Les faits : une dispute mortelle
Les événements remontent au 11 janvier 2024. Une violente altercation a éclaté dans l'appartement de la victime à Vesoul. Selon les témoignages et les preuves présentés à l'audience, les deux anciens compagnons se sont échangés des coups avant que l'accusée ne se rende dans la cuisine pour saisir un couteau. Elle est ensuite revenue vers son ex-conjoint et l'a frappé à sept reprises. Touché au thorax, l'homme est décédé des suites d'une hémorragie massive, comme l'a révélé l'autopsie.
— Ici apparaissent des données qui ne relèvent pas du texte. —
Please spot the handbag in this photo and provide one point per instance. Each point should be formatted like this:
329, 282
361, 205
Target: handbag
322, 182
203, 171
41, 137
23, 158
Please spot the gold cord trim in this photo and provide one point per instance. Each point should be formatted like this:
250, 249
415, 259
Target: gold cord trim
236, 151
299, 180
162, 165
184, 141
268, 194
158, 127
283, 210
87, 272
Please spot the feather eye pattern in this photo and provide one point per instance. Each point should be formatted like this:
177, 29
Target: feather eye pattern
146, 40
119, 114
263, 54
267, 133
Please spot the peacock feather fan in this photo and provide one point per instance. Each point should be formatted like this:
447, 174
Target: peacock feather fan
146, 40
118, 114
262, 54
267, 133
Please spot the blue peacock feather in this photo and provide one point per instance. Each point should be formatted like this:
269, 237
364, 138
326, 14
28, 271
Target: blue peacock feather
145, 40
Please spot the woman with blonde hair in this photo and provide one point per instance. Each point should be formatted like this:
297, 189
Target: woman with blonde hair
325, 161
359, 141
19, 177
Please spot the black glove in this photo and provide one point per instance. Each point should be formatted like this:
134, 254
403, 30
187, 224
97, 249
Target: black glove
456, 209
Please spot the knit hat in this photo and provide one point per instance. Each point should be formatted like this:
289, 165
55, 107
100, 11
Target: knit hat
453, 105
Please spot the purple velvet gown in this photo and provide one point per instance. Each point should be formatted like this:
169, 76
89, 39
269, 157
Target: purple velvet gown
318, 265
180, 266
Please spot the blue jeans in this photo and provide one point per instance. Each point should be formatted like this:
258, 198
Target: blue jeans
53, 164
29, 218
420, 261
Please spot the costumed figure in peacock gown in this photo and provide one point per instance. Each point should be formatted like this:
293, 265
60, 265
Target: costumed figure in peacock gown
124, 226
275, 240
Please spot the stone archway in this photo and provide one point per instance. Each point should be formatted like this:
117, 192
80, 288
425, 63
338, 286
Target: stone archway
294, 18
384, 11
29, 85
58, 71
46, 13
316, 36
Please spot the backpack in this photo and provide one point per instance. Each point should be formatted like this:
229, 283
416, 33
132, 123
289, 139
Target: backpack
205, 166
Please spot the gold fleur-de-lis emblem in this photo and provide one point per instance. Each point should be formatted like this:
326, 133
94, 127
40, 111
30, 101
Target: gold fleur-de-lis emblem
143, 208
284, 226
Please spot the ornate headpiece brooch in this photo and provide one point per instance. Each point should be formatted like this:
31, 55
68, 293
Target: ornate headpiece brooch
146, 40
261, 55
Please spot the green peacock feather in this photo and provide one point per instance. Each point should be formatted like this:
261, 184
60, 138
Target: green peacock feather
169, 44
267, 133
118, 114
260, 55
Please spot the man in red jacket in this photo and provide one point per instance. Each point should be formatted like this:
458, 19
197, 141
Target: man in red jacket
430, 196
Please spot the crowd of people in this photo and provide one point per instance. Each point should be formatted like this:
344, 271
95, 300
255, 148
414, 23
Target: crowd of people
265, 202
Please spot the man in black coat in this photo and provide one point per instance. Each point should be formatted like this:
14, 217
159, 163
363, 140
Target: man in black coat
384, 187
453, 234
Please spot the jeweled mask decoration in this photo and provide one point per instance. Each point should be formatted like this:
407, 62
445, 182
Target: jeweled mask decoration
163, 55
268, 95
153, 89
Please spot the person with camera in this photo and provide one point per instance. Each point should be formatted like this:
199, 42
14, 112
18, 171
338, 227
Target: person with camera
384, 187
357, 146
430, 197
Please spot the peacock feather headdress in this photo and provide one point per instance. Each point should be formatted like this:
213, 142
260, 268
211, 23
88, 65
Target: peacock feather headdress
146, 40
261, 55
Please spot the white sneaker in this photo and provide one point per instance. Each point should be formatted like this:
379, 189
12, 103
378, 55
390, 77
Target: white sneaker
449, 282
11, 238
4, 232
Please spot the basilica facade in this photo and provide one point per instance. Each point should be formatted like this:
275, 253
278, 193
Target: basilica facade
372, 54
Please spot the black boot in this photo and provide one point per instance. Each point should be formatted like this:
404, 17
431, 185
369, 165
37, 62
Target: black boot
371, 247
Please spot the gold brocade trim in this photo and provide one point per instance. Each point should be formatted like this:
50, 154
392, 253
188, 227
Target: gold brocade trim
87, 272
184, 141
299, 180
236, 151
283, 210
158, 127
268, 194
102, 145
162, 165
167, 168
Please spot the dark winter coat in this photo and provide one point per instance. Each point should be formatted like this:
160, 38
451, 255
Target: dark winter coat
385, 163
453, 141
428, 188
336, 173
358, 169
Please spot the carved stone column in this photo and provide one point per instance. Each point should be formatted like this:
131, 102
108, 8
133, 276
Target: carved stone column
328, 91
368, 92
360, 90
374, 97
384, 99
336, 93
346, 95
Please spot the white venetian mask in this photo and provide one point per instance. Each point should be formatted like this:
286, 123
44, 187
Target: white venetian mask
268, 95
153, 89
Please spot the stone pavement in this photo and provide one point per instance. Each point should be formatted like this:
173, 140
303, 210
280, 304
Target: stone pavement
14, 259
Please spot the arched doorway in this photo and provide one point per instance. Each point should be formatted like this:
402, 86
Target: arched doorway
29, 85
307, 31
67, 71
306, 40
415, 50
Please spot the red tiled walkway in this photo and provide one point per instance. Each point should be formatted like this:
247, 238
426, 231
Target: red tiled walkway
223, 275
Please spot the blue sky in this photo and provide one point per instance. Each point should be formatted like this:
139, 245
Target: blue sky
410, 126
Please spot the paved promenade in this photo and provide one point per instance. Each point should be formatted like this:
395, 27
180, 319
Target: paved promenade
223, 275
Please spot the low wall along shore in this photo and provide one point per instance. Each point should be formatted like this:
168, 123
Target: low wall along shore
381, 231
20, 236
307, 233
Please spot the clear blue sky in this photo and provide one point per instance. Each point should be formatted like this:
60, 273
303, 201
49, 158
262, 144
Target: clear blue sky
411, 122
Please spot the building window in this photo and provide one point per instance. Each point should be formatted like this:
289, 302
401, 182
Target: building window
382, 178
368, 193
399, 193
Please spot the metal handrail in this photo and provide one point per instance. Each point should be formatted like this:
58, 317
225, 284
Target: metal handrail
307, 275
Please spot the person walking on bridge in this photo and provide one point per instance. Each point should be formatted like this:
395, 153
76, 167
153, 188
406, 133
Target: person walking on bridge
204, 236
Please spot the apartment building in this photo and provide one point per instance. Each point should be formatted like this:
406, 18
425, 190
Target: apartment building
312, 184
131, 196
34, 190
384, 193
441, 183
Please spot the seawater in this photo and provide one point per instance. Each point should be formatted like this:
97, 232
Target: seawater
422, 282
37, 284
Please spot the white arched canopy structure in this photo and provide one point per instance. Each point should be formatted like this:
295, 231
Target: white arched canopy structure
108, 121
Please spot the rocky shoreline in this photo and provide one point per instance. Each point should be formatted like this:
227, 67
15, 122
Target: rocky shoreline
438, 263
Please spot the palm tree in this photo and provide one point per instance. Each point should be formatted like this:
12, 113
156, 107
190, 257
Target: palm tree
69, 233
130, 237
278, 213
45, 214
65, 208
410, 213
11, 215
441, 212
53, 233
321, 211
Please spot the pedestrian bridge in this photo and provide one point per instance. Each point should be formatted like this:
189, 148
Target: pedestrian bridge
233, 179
La défense plaide la légitime défense
Mireille Hennequin, qui présentait déjà 18 mentions à son casier judiciaire et avait été condamnée avec la victime pour des violences réciproques, a affirmé avoir agi en état de légitime défense. Son avocate, Emilie Breitner, a soutenu cette thèse, expliquant que sa cliente avait réagi aux violences qu'elle subissait. La scène a été filmée par une caméra installée dans l'appartement de la victime.
Des gestes jugés abjects
L'avocat des parties civiles, Julien Vernet, a souligné l'importance de cette vidéo : « Nous avons une vidéo concrète, où on voit très bien ce qui s'est passé. » Il représentait l'ex-concubine, les enfants et les petits-enfants de la victime, décrite comme un homme « qui avait le cœur sur la main ». Après les coups de couteau, l'accusée a également craché sur son ancien compagnon en proférant des insultes raciales. « Ce crachat est un geste abject, symbole du mépris total de l'autre », a déclaré Me Vernet.